Recent work has improved our understanding of how antiproteinuric agents work at the cellular and molecular level, and this has the potential to speed the development of new therapies. Nonetheless, given the limitation of current therapies, both those in clinical use and those with efficacy in animal models, new pathways and new molecular entities are needed. Examples of promising new pathways would be agents that enhance the process by which podocyte progenitor cells self-renew, differentiate, and replace lost podocytes, and agents that reprogram the mesangial cell away from exuberant matrix production. Some of the agents described may fit into these categories, but have limited use because of reported adverse effects, most of which are described elsewhere, and thus, this will require more specific targeting or use of alternative options.

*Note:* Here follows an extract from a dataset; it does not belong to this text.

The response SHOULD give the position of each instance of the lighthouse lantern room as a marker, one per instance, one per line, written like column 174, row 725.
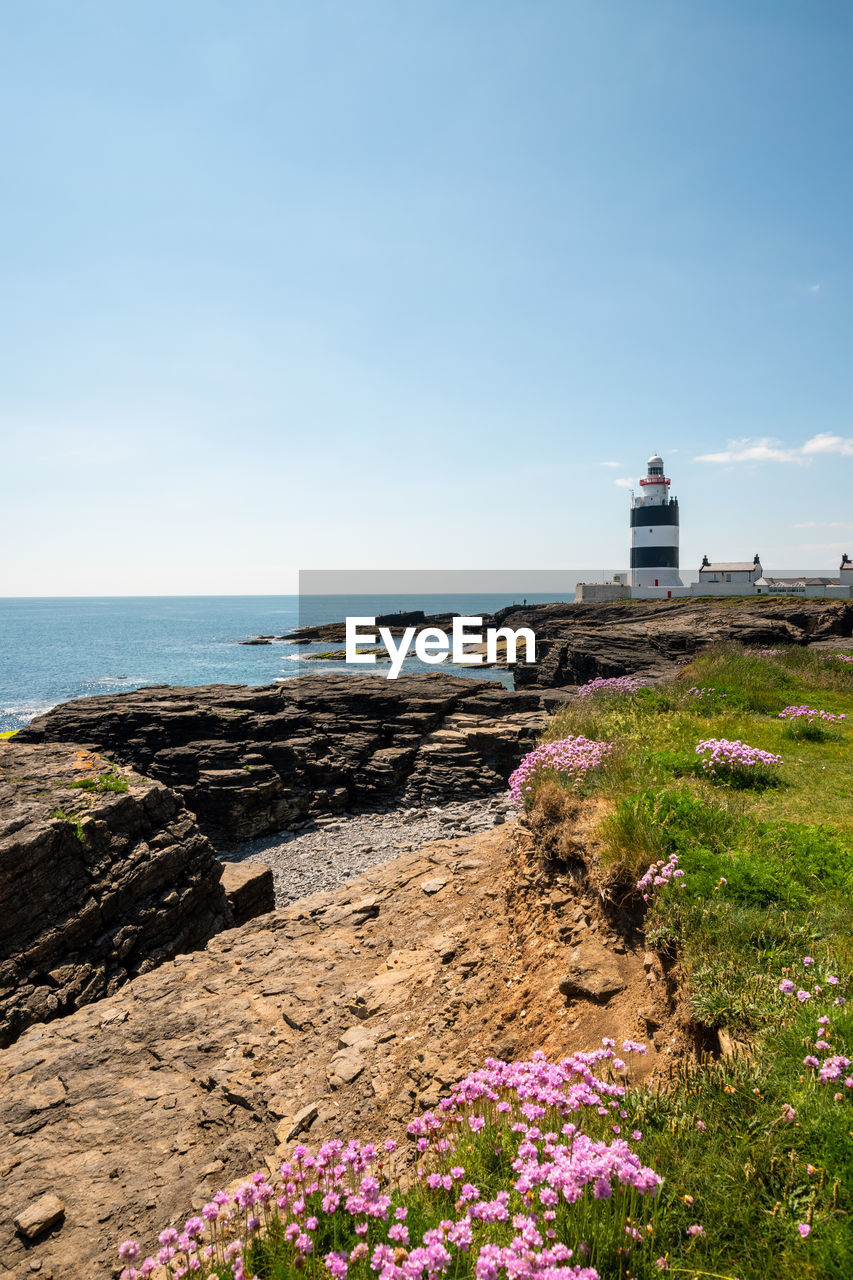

Molecular libraries can be most effectively exploited by using high-throughput assays that are designed to report on effective stimulation or inhibition of specific molecular pathways. Drug development involves a path extending from identification of a promising molecular entity targeting a particular pathway through preclinical work in relevant animal models to clinical trials, with considerable attrition at each step. Given the magnitude of the CKD epidemic, it is important that appropriate societal resources are devoted to this process.
Finally, proteinuria is the major therapeutic target in progressive CKD, and to date, all clinically approved agents that suppress proteinuria also slow CKD progression. We need to keep in mind that agents may act as cytoprotective agents, or perhaps in other ways, and may slow progressive loss of kidney function without altering proteinuria.
This work was supported by the NIDDK Intramural Research Program.